“The Shining” (1980)
Famously, Stephen King doesn’t like Stanley Kubrick’s film of his book “The Shining,” preferring instead a three-part miniseries version that he scripted that starred Steven Weber and Rebecca De Mornay. Stephen King is right on many things, but he is utterly wrong about Stanley Kubrick’s film of “The Shining,” because it’s one of the greatest horror movies ever made, and probably the best film on this list. Though the images we think of when we remember the film probably involve Jack Nicholson axing his way through the door, the film’s title refers to the special telepathic power possessed by young Danny Torrance (Danny Lloyd), whose parents are looking after a snowy hotel in Colorado for the winter. From early on, Danny has horrifying visions or premonitions before they even get there, the source of some of the film’s most notable imagery, and things only get worse as the film goes on. King often risked over-mythologizing the titular shining (not least in the difficult-to-comprehend belated sequel “Doctor Sleep“) but Kubrick keeps things just on the right side of ambiguity, with Lloyd (who gave up acting and is now a community college professor) proving to be a powerful conduit for it, not least when he terrifyingly brings imaginary friend ‘Tony’ to life.

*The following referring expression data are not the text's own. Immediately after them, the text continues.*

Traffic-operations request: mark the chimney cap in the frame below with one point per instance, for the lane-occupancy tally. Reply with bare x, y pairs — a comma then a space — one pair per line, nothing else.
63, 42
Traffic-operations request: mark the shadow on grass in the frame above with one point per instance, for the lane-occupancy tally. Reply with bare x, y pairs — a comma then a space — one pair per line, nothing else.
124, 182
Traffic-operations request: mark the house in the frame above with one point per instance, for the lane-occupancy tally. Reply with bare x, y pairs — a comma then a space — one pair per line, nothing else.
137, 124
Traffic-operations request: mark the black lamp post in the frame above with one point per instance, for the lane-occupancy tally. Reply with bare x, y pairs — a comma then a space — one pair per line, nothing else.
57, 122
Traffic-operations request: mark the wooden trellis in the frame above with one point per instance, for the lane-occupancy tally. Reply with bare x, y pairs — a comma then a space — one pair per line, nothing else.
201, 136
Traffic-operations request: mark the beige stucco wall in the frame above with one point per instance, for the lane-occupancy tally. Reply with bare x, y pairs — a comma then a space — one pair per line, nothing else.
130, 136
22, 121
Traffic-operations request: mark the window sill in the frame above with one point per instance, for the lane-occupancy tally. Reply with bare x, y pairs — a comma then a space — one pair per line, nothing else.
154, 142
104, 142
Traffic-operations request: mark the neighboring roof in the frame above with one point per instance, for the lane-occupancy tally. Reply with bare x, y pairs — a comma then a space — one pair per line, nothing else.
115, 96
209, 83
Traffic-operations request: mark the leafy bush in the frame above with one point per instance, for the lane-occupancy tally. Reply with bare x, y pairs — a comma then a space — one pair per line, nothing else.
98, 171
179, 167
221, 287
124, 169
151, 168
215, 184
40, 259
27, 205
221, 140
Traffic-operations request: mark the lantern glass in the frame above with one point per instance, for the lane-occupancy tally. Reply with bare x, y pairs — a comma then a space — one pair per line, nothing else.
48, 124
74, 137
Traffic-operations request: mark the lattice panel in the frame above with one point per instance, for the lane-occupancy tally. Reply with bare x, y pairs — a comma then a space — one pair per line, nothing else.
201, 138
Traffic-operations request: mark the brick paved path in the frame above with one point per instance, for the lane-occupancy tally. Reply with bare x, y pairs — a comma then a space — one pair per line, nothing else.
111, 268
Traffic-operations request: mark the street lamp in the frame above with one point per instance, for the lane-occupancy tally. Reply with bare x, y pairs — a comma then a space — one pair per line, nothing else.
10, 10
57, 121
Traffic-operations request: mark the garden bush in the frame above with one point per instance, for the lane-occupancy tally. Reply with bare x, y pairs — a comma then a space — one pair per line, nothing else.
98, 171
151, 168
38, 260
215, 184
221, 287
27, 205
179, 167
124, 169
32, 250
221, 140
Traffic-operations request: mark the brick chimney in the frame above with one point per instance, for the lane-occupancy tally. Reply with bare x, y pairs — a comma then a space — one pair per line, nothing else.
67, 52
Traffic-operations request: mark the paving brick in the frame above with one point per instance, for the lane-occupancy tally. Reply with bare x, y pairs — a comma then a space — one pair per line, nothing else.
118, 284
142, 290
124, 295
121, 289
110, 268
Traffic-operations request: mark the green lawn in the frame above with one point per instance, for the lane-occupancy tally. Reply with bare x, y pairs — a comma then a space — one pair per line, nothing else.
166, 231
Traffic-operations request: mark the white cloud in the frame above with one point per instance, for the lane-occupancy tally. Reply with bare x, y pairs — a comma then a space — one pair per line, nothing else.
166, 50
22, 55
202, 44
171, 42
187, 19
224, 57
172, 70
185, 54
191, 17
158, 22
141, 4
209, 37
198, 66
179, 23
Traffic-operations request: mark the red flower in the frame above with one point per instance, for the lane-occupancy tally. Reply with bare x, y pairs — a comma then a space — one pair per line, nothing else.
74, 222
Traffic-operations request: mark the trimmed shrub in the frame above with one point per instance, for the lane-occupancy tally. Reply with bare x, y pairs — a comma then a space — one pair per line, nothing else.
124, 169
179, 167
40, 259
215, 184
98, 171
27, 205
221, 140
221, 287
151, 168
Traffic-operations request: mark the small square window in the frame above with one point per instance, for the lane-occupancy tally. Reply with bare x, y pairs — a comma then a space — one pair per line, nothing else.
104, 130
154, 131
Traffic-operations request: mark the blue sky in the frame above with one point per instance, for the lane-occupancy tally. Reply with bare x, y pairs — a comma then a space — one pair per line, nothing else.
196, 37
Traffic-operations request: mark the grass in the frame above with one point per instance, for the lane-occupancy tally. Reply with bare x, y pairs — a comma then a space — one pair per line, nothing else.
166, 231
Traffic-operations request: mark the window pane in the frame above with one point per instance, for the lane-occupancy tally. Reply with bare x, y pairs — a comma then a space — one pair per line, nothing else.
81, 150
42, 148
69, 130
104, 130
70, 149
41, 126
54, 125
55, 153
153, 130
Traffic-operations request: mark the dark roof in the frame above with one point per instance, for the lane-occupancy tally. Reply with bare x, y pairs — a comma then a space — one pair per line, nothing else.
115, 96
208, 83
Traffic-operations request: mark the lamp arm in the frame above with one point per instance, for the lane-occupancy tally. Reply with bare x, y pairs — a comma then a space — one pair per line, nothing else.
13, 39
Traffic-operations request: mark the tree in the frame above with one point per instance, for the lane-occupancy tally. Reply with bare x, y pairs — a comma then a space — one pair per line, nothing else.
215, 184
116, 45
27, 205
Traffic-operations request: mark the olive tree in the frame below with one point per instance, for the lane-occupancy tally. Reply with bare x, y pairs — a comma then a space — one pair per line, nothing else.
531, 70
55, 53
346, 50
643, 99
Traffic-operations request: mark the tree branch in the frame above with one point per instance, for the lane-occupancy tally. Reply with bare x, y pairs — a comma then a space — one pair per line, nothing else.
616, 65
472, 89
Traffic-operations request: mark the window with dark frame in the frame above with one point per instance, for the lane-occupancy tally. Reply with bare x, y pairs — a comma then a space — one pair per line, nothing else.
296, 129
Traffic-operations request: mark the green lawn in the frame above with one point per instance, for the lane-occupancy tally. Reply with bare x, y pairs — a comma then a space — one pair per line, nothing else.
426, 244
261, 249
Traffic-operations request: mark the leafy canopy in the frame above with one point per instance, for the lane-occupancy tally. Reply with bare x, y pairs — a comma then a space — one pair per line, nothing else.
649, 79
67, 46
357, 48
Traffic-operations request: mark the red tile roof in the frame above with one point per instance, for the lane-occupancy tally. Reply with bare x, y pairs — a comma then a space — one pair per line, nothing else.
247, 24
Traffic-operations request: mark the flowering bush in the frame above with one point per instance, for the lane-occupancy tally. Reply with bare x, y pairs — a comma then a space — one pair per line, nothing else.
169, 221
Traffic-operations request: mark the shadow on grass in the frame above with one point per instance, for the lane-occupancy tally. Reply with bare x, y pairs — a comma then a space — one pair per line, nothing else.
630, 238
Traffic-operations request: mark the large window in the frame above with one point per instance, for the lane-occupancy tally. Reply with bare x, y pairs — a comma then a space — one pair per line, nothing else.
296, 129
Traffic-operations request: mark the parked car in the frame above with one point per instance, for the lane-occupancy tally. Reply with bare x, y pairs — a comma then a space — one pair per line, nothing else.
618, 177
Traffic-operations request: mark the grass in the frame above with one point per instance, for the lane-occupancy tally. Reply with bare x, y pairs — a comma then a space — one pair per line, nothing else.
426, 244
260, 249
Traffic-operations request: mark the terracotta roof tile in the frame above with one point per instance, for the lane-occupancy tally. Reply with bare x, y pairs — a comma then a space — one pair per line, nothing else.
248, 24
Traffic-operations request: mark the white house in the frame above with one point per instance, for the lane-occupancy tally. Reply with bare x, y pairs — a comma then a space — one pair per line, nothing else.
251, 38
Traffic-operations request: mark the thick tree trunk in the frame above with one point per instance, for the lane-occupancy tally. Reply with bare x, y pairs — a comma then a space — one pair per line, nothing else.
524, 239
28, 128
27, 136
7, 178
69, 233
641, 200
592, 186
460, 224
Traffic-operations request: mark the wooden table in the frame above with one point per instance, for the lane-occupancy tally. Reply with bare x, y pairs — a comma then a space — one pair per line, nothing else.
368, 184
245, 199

Are little Miles and Flora (Martin Stephens and Pamela Franklin) actually pursuing a grotesque incestuous affair because they’re possessed by the evil souls of two deceased servants, or is it all in the repressed and increasingly hysterical mind of their governess Miss Giddens (a brilliant Deborah Kerr)? Jack Clayton‘s classic psychological horror, based on Henry James‘ “The Turn of the Screw” achieves such a brilliant balance and maintains it with such chillingly evocative filmmaking that it’s impossible to say if these two children even belong on this list. One way or another though, whether because they are actually communing with the dead or because the disintegrating mind of Miss Giddens has conjured them into demons, Miles and Flora are among the creepiest children cinema has ever brought us, especially since the most unnatural thing about them is actually the most natural — their bond as siblings. With a screenplay co-written by Truman Capote, who reportedly added many of the film’s Southern Gothic flourishes, like the decaying vegetation of the mansion’s overgrown garden, as well as its brilliantly suffocating Freudian overtones, it’s little less than a masterpiece of twisted necro-paedo-hysterio horror, and reportedly prompted Francois Truffaut to dub it “the best English film after Hitchcock goes to America.”
“Firestarter” (1984)
As you might expect for someone who writes at the volume that he does in the genres that he does, Stephen King went to the kids-with-powers well more than once. “Firestarter” is done much less successfully than the other example (see below), but it’s an interesting little curio that fans of the writer will probably have a good time with. Based on his 1980s novel, the film sees father and daughter Andy (David Keith) and Charlie (a post “E.T.” Drew Barrymore) on the run from the government agency that gave them their special powers — he can control people’s wills, she can, as the title might suggest, start fires. As with many King adaptations, it’s a story that feels more familiar once the texture and oddities have been removed in translation, but it’s moderately absorbing as a story, thanks in part to the effortless performance by Barrymore. She’s backed up by a terrific supporting cast, with George C. Scott and Martin Sheen doing fine work as the villains, and Art Carney and Louise Fletcher as more sympathetic figures, but they’re in a different, rather classier film than the one B-movie helmer Mark L. Lester is directing. Still, the push-pull between shlock and something more interesting is sort of interesting to watch.